Do you use the term ‘couture technique’? I’ve never really used it – in fact, I’m not exactly sure what one is! From blog reading and library books I have a general idea, but I am hesitant to use the term without knowing what the true definition is – and is there one?
These are my random thoughts and questions on the subject – they are not necessarily my opinion. I’m really interested in your thoughts, and hearing what you understand a ‘couture technique’ to be.
- The French word ‘couture’ translates into English as ‘sewing’, so is a couture technique simply a sewing technique? Why then are couture techniques considered in higher regard than ‘ordinary’ sewing techniques?
- In the French Haute Couture system much is sewn by hand – does this mean a couture technique is one that is only sewn by hand? I’m not sure this is correct, as a quick glance at several couture technique sewing books (like the ones above!) reveals that a lot is done by machine, and some techniques are very basic. Is any technique used in Haute Couture a ‘couture technique’ – including sewing on a button?
- Is a couture technique used only in custom made or made to measure garments? When I designed custom bridal, I altered my usual construction order so fittings and adjustments could be more easily made, and due to the nature of the garments I underlined more, used more boning, horsehair and net, and with all that lace and beading there was definitely more hand-sewing! But does that make all these techniques couture, when a ready-to-wear gown could be made in much the same way?
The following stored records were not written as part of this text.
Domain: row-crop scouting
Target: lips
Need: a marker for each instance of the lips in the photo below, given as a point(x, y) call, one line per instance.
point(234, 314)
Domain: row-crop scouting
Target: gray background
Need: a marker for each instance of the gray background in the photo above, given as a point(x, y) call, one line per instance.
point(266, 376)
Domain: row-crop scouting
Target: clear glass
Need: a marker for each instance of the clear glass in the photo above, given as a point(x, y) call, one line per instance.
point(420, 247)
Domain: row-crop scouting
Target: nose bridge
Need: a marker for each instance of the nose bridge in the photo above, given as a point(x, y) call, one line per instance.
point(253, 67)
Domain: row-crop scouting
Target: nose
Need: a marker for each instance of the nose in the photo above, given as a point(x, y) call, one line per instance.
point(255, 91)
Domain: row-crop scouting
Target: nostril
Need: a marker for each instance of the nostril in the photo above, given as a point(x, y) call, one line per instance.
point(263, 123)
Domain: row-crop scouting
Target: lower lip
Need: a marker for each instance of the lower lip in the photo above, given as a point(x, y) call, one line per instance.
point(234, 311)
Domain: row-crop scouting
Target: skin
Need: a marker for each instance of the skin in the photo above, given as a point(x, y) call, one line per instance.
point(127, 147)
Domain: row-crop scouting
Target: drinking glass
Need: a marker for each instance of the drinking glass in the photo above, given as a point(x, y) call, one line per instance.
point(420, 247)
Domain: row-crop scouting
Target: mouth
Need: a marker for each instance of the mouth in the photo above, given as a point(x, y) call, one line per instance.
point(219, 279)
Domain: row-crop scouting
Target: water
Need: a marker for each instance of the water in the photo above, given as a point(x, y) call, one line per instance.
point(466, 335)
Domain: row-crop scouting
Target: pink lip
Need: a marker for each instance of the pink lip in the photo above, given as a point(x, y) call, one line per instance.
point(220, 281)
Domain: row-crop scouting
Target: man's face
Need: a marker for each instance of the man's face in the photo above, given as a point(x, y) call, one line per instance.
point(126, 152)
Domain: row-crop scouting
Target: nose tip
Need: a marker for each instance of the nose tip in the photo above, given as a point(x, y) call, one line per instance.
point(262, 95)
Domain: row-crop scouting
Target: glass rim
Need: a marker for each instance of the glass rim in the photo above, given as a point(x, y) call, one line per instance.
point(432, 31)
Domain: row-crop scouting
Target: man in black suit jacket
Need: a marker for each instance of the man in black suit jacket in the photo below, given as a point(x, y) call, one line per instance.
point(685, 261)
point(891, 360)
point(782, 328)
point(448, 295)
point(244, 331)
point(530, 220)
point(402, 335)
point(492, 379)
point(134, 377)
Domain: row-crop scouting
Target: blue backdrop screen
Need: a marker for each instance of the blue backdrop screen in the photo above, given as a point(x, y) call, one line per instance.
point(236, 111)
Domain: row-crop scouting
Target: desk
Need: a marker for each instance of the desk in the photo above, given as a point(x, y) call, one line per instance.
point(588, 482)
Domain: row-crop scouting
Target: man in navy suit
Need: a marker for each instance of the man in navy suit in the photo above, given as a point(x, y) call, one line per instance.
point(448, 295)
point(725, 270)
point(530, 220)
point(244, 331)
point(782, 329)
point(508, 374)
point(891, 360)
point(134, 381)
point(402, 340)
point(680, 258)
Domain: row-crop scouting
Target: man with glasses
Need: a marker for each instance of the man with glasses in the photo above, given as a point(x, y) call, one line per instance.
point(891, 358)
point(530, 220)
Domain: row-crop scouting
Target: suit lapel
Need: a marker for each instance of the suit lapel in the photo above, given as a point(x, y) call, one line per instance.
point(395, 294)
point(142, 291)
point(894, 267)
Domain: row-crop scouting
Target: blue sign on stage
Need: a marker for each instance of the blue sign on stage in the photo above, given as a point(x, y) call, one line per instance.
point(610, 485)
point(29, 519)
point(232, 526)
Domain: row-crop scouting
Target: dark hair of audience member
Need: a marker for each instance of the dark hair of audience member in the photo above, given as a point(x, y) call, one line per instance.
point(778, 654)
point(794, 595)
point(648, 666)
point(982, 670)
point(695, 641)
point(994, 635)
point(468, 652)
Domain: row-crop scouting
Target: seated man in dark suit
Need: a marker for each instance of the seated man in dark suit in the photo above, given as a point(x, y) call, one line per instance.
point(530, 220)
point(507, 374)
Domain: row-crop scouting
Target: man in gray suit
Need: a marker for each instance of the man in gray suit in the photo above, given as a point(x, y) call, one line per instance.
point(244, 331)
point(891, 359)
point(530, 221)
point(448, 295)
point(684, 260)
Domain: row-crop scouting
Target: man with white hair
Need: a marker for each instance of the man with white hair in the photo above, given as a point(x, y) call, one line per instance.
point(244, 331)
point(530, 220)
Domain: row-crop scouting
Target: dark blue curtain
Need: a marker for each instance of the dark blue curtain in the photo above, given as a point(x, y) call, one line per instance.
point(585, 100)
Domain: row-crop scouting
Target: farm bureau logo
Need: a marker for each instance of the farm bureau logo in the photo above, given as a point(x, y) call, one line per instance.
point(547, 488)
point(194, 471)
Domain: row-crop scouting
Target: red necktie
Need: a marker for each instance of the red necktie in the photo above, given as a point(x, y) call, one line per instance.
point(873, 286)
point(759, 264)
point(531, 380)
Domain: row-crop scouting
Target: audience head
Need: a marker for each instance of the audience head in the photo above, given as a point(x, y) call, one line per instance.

- Is a couture technique the ‘best‘ method? I personally think that there are many ‘best methods’ rather than a single one – and a good designer will have a wide variety of techniques in their arsenal and choose the most appropriate for a particular situation. Sometimes the best method for a hem might be a blind herringbone stitch, sometimes it might be just gluing it!
- Is a couture technique an advanced technique? If so, at what point does a technique become advanced? Who decides this?
- Is a couture technique one used when time is no object? In other words, cost is no object too!
- Is it simply a case of sticking a French word in front to appeal to our inner snob. Sort of like saying ‘faux leather’, when fake leather will do. Maybe it is a handy marketing ploy to imply prestige, sell more product, fancy tools, or books on secret sewing methods?
- I seem to come across the term mostly in an American context – is ‘couture technique’ an American term, and not really used elsewhere in the world?
These are all thoughts I’ve had as I try to come to a definition, and I’m really interested to hear your opinions! What is it that really separates a couture technique from an ordinary sewing technique? What exactly does the term mean to you?